The Final Fall: Meddling with Alien Technologies for Fun and Absolute War

In order to study the development of the third and final antagonist of the story, the viewer might consult the books that provided the literary basis of the screen adaptation. This third antagonist of the story is developed during the sixth and final season of the video show. From a synopsis after the original books, such as via the Expanse Wiki, it might be estimated that this third antagonist may eventually represent a sort of ultimate warlord, in the story, an individual enabled by a complete appropriation of the alien technologies of the story, then not constrained by so much as the limitations of human consciousness. In the video adaptation, the development of this third antagonist is indicated mainly through hints, within a short sub-plot developed in the show’s final season. This character appears to emerge from a group of Martian separatists who departed the solar system, in a duration while the private interests from each of the Inner Planets and the Belt were expressing their weaponized ambitions towards the selective elimination of known life.

Within the limits of the budget for the production and the screen runtime for the video adaptation of The Expanse, the third antagonist mostly makes a cameo.

The Story as a Foil – How Can We Avoid the Fall?

If we may adopt a theory of civic imagination, such as from the Civic Imagination Project at USC or after the works of Educating for Democracy in the Digital Age, the screen adaptation of the Expanse might be approached as a rhetorical device for inspiring conversations and further studies about circumstances within the world today. These approaches may appear to establish a sense of further cultural value for contemporary works in mass media.

As it representing a cinematic work created finally for distribution in a commercial video streaming service,The Expanse may provide a sense of popular appeal for viewing and for discussions. Albeit, for discussions within a young peoples’ public classroom, the dystopian and generally mature style of the story in The Expanse might seem to present a potential barrier towards the film’s adoption for discourse. It’s dark, so to speak.

If we can discuss the story, broadly, as mature adults in society, certainly the previous synopsis has not presented all of the socially and culturally appealing elements presented in the video adaptation of the story.
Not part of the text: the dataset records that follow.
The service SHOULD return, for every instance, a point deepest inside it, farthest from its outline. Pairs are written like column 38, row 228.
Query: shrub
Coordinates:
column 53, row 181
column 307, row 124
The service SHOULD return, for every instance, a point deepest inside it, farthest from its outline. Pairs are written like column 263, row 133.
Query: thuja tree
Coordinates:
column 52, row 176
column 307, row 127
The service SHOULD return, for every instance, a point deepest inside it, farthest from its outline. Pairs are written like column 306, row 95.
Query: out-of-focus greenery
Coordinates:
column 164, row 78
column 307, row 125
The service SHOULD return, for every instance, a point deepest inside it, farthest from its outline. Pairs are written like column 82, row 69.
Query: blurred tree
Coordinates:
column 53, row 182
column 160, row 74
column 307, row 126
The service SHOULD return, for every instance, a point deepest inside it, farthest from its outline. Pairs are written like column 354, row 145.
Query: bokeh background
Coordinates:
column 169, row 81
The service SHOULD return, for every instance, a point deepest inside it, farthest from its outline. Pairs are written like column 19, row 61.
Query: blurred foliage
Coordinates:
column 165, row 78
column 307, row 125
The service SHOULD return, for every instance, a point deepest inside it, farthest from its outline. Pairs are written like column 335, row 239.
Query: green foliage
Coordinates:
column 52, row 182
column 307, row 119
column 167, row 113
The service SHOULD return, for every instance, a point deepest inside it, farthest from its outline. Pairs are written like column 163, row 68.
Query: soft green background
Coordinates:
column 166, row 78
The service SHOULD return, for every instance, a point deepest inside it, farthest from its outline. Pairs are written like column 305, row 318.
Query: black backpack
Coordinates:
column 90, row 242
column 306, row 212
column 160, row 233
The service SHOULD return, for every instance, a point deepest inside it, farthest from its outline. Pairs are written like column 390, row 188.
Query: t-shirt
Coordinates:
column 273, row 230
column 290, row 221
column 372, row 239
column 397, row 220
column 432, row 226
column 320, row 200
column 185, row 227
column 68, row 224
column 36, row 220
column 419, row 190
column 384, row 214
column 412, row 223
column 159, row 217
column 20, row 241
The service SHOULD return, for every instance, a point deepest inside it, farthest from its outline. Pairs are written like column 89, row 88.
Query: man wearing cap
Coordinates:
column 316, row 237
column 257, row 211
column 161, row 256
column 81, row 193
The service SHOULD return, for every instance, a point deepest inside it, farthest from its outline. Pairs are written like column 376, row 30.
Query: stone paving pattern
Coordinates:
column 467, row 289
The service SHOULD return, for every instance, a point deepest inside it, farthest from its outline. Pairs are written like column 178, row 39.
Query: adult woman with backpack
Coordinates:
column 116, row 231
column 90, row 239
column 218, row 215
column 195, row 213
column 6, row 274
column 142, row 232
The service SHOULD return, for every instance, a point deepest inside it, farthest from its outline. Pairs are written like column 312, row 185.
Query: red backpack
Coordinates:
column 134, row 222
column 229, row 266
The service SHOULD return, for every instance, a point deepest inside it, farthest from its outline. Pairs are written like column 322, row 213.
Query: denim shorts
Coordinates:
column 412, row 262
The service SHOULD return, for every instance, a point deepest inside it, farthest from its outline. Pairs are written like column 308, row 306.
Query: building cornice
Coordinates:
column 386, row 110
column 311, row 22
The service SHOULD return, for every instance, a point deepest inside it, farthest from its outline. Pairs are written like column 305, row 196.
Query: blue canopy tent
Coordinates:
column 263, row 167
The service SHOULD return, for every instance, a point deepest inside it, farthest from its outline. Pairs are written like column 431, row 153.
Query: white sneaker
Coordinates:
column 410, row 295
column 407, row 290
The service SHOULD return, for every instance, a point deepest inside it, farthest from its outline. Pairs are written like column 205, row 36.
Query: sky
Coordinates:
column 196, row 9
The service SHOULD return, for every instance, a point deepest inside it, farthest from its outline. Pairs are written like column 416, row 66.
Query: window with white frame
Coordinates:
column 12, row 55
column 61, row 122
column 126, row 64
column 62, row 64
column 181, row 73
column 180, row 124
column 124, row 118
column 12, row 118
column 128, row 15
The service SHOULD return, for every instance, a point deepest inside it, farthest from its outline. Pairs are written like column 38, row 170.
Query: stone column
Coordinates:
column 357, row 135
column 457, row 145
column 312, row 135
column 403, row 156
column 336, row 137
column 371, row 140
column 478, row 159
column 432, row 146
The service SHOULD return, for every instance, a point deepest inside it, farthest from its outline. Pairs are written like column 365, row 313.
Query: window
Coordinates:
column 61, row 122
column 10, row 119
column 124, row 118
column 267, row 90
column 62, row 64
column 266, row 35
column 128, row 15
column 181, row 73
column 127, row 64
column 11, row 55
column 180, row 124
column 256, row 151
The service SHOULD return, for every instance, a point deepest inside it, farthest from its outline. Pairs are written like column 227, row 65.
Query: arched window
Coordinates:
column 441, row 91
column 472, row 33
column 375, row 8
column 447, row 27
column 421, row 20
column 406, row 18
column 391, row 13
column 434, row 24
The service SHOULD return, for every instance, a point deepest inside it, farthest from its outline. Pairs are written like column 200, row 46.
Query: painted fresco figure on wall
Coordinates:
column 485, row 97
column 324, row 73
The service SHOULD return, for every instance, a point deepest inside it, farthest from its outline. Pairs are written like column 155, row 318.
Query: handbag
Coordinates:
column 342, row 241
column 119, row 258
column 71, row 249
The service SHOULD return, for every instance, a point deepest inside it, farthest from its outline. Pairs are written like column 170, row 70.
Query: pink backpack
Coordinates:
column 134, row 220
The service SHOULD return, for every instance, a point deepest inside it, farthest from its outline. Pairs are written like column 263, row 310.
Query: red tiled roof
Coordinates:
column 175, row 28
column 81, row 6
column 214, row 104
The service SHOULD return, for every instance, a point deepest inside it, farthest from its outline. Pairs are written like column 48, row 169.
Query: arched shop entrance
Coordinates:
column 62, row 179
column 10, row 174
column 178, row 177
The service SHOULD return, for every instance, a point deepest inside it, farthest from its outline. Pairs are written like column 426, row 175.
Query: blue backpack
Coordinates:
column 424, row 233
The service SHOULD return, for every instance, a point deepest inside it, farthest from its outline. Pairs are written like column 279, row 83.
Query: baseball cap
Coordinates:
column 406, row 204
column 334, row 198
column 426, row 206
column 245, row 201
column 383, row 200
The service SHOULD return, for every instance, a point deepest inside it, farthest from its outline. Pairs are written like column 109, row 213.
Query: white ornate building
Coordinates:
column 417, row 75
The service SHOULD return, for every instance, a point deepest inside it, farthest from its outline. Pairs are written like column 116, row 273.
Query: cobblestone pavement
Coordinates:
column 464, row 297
We could comment, for instance, to the resilience of the Belters, in their adapting to the antagonist emergent from within Belter society, or the socio-political circumstances of Belter life, as illustrated in the video adaptation, in which the Belters have become an independent, but isolated, materially exploited and socially estranged culture, nonetheless a society retaining its own emergent language, popular identity, and actions of solidarity.

To consider the screen adaptation further, we could wonder about the disappearance of the cosmically present society that embedded the Protomolecule to where it was discovered in the local solar system. What was their society originally like, how did they disappear, and why would they embed this intelligent technology in a space-borne rock (so to speak) such that it arrived to a destination so far away from their original constructions? Was it a cosmic containment accident, nearly leading to the demise of humanity, once a private agency had sought to exploit this unfamiliar technology? Was it to provide a message to some distant species, and the text was lost in transmission? or may it have been an altruistic-yet-fatalistic moral effort, to enable some distant species to use the lost society’s technology, ideally without emulating their original losses?

Was it a proverbial, cosmic teaser, an invitation to meet the lost society in oblivion, or to avoid the same course and develop an alternative for those seeking an advantage of the Protomolecule? As a literary foil for persons and institutions in the original story, this and other aspects of the story might be discussed as to develop a dialogue about individual experiences and the significance of imagination today.

If a practice about civic imagination may help to establish a sense of further cultural meaning for works of mass media, perhaps it can be a useful concept for sense-making, using available materials in the contemporary media environment.